Partai Persatuan Pembangunan (PPP) membuat langkah strategis yang menggegerkan panggung politik nasional . Ketua Umum terpilih PPP, Bapak Muh. Mardiono, memimpin langsung kunjungan silaturahmi ke Pimpinan Pusat Syarikat Islam (PP SI) di Kantor DPP Syarikat Islam, Jl. Taman Amir Hamzah no 2 Jakpus pada Jum’at (31 Oktober 2025)
Terminologi tertemuan diibaratkan sebagai “JANDAKOE KETUM PPP BERKUNJUNG KE DPP SYARIKAT ISLAM,” menandai upaya signifikan PPP untuk kembali merangkul organisasi-organisasi Islam tertua di Indonesia.
Kunjungan terlihat istimewa, bukan hanya karena dihadiri oleh jajaran penting PPP dan Presiden/Ketua LT Syarikat Islam, namun juga karena deretan narasi yang mengiringinya.

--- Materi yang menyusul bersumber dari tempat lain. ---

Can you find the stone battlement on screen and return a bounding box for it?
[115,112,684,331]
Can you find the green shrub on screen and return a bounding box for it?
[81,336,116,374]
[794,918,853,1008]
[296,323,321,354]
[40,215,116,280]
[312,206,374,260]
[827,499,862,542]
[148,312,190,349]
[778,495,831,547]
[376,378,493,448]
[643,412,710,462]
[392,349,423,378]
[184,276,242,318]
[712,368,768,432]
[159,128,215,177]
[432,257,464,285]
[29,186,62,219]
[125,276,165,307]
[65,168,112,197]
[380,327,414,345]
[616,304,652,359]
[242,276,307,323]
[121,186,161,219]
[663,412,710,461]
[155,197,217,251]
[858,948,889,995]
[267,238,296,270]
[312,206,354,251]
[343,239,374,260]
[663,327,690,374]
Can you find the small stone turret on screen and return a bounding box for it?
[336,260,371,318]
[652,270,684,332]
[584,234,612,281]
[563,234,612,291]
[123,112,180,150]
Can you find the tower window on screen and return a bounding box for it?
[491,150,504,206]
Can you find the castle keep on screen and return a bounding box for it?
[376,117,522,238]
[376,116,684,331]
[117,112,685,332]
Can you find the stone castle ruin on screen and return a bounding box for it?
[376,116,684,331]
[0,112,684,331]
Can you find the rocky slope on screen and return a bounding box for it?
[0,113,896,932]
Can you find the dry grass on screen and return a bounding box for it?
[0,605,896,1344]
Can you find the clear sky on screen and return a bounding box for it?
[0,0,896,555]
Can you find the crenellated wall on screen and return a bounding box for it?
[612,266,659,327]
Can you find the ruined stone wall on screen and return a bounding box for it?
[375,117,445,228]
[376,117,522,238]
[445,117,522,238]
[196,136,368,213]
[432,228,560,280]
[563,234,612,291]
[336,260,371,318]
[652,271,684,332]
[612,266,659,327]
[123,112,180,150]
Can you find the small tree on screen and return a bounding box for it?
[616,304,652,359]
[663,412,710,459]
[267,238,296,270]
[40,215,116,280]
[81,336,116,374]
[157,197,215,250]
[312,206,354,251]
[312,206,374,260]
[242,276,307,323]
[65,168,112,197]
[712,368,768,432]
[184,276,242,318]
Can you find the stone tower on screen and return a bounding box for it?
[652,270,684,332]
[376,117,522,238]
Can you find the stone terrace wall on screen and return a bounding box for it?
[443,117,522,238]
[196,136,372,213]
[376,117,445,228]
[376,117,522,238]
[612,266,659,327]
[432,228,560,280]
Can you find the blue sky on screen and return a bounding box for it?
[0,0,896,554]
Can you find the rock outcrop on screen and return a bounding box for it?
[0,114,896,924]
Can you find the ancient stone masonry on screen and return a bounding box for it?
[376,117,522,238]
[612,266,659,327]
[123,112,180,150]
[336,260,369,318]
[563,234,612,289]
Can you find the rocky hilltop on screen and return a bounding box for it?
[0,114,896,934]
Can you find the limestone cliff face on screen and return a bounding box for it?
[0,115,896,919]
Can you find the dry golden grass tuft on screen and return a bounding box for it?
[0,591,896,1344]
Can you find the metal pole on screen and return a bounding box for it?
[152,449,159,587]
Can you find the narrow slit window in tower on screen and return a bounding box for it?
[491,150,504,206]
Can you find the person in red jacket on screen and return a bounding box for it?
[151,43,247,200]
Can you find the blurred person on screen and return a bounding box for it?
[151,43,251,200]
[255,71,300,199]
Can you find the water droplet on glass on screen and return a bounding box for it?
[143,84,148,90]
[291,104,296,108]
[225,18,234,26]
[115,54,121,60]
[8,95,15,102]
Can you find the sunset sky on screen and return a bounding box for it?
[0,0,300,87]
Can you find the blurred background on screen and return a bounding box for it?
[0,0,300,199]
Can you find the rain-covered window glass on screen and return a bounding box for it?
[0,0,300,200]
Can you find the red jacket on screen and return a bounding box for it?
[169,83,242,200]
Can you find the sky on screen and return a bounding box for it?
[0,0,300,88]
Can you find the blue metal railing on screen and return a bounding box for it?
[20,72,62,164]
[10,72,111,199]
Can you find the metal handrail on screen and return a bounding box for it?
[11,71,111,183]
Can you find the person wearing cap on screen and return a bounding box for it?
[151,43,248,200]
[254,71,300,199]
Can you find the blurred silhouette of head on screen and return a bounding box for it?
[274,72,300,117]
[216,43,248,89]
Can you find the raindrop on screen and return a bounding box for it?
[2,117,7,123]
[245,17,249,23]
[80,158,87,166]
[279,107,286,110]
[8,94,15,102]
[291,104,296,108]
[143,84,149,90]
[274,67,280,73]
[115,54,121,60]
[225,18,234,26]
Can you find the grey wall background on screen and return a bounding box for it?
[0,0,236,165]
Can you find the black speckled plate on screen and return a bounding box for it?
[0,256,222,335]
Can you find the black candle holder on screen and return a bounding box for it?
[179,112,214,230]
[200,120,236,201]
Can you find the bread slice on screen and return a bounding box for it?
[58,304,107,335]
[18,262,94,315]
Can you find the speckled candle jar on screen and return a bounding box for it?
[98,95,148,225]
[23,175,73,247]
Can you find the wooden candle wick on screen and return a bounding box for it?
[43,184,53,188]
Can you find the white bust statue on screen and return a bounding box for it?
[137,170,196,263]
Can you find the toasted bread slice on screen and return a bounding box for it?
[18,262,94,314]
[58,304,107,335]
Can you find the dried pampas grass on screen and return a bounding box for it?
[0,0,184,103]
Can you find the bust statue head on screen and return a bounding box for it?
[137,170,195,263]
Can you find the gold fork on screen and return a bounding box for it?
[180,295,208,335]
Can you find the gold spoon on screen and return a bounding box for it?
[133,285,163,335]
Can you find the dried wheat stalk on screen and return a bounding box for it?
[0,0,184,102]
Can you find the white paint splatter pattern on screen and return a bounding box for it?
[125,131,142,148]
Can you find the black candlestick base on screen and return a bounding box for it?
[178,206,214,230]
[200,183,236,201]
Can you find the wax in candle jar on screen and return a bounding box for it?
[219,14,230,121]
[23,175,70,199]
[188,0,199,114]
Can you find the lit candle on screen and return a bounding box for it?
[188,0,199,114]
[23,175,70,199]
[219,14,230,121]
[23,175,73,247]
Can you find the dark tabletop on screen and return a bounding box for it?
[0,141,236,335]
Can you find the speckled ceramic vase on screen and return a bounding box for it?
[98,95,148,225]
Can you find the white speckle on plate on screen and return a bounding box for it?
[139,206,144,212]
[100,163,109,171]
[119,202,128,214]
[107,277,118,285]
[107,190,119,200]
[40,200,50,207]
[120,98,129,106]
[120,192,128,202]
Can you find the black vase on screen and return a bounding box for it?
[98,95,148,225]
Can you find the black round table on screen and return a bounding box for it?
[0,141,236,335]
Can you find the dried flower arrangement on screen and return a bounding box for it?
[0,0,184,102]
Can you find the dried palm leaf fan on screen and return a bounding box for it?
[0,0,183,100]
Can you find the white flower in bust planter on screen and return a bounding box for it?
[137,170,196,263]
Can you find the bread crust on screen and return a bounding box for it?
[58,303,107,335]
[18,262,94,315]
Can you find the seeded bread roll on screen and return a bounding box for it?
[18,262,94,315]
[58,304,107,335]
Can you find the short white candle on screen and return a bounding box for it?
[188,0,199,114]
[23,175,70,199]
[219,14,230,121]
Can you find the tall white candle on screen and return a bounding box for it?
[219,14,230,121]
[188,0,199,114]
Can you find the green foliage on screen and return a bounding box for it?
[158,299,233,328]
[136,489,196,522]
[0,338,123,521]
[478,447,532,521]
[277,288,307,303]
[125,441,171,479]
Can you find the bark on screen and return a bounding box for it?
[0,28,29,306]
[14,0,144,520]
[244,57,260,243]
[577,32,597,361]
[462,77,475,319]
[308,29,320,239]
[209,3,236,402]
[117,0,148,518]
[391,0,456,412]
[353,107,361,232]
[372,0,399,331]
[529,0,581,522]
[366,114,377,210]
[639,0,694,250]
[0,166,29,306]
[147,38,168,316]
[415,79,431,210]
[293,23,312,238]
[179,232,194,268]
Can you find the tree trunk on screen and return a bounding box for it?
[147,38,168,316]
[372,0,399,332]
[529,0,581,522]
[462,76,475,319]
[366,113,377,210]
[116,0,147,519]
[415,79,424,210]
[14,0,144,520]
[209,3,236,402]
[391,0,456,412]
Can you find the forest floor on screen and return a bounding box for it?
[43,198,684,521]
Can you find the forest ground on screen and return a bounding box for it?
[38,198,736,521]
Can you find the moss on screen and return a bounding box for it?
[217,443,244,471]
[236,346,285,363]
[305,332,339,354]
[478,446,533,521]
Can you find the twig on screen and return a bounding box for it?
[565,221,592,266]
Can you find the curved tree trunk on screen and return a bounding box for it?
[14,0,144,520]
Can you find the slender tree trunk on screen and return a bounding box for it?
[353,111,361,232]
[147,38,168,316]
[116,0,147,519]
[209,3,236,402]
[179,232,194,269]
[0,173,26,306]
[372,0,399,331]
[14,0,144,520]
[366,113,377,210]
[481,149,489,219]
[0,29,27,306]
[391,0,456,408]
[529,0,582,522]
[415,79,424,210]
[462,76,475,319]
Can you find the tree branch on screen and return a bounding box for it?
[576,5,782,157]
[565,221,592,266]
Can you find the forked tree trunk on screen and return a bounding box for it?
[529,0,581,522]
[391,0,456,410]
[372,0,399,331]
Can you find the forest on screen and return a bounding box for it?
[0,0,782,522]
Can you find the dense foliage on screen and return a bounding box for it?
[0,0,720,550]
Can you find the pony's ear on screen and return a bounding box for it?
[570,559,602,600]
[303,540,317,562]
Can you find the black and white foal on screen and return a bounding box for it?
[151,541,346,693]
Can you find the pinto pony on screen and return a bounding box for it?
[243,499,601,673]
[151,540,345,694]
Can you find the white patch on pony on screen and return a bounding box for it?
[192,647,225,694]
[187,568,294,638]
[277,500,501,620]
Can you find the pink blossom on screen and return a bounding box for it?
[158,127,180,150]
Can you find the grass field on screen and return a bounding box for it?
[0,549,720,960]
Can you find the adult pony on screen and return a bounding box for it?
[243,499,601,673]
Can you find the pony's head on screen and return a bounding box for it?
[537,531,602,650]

Beberapa minggu sebelumnya, komunikasi awal telah terjalin melalui Sekretaris Jenderal PPP, Taj Yasin. Penekanan utama dari pihak Syarikat Islam adalah klarifikasi tegas: mereka “BUKAN PARTAI” tetapi “ORGANISASI DAKWAH EKONOMI UMMAT ISLAM.”
Hal ini menegaskan posisi Syarikat Islam sebagai entitas sosial-keagamaan yang independen, yang memiliki akar sejarah jauh sebelum kemerdekaan dan partai politik modern.
Merajut Kembali Hubungan Historis Umat, pertemuan silaturahmi yang hangat ini mempertemukan Ketua Umum PPP yang baru, Muh. Mardiono, dengan Presiden LTSI beserta Wasekjen LT Syarikat Islam.
Materi diskusi diperkirakan berkisar pada isu-isu keumatan, ekonomi kerakyatan, dan peran strategis umat Islam dalam pembangunan bangsa.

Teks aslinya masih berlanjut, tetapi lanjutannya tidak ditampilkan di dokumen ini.